Experiments of "Assuming Locally Equal Calibration Errors for Non-Parametric Multiclass Calibration"
To create the environment you need to have the conda package manager installed and run in the root directory of this project
conda env create -n LECE --file ENV.yml
conda activate LECE
See the notebook in "notebooks/Synthetic data experiment and Figures 1-2.ipynb".
Download the logits in pickle format from https://github.com/markus93/NN_calibration. Place the downloaded logit files into the folder "logits". Needed files:
- probs_densenet40_c10_logits.p
- probs_densenet40_c100_logits.p
- probs_resnet110_c10_logits.p
- probs_resnet110_c100_logits.p
- probs_resnet_wide32_c10_logits.p
- probs_resnet_wide32_c100_logits.p
Every calibration method has its own script to run the experiment.
| Method | Running the experiment |
|---|---|
| Uncalibrated predictions | python -m src.experiments.uncalibrated |
| Temperature scaling | python -m src.experiments.temp_scaling |
| LECE and LECD calibration | python -m src.experiments.lece |
| Isotonic regression calibration | python -m src.experiments.isotonic |
| Matrix scaling | python -m src.experiments.matrix_scaling |
| Decision calibration | python -m src.experiments.decision |
| Gaussian process calibration | See detailed instructions below |
| Intra-order preserving functions | See detailed instructions below |
Note that it is essential to first run the experiment for the uncalibrated predictions as other methods expect to read the saved output files of src.experiments.uncalibrated as their input.
For methods applied in composition with temperature scaling (LECE, LECD, isotonic and decision calibration), it is also essential to beforehand run src.experiments.temp_scaling.
To also include Gaussian calibration (GP) in the experiments,
- Create a new Python environment as guided in the original repository https://github.com/JonathanWenger/pycalib.
- Activate the created Python environment and in the root of this project run
python -m src.experiments.gp_cal
To also include the diagonal subfamily of intra-order preserving (IOP) functions in the experiments:
- Clone the original repository https://github.com/AmirooR/IntraOrderPreservingCalibration.

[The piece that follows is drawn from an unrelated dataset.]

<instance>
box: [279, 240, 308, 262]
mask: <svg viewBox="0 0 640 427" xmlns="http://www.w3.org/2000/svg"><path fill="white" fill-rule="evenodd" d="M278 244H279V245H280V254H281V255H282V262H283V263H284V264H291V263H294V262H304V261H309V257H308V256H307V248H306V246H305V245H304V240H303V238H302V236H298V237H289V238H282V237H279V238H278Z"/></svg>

- Follow the environment and experiment set up described in their repository.
- For each of the 6 model-dataset combinations, run their experiments as described in their repository
python -u calibrate.py --exp_dir exp_dir/{dataset}/{model}/DIAG --singlefold True
python -u evaluate.py --exp_dir exp_dir/{dataset}/{model}/DIAG --save_logits True
- Copy the saved files "scores.npy" and "logits.npy" for each model-dataset combination from "exp_dir{dataset}{model}\DIAG\fold_1" into the corresponding folders of this project "results/precomputed/iop_diag/{model}_{dataset}".
- To make the experiment results compatible with the table generation code of this article, as a final step run in the root of this project
python -m src.experiments.iop
Note that our experiments use exactly the same model-dataset logits as the IOP experiments, which is why it is possible to use the original experiments code of the IOP article.
The runtime analysis of LECE and LECD is provided in notebook "notebooks/Runtimes (Appendix A3).ipynb".
The tables of the real data experiment are created in notebook "notebooks/Tables 3-11.ipynb".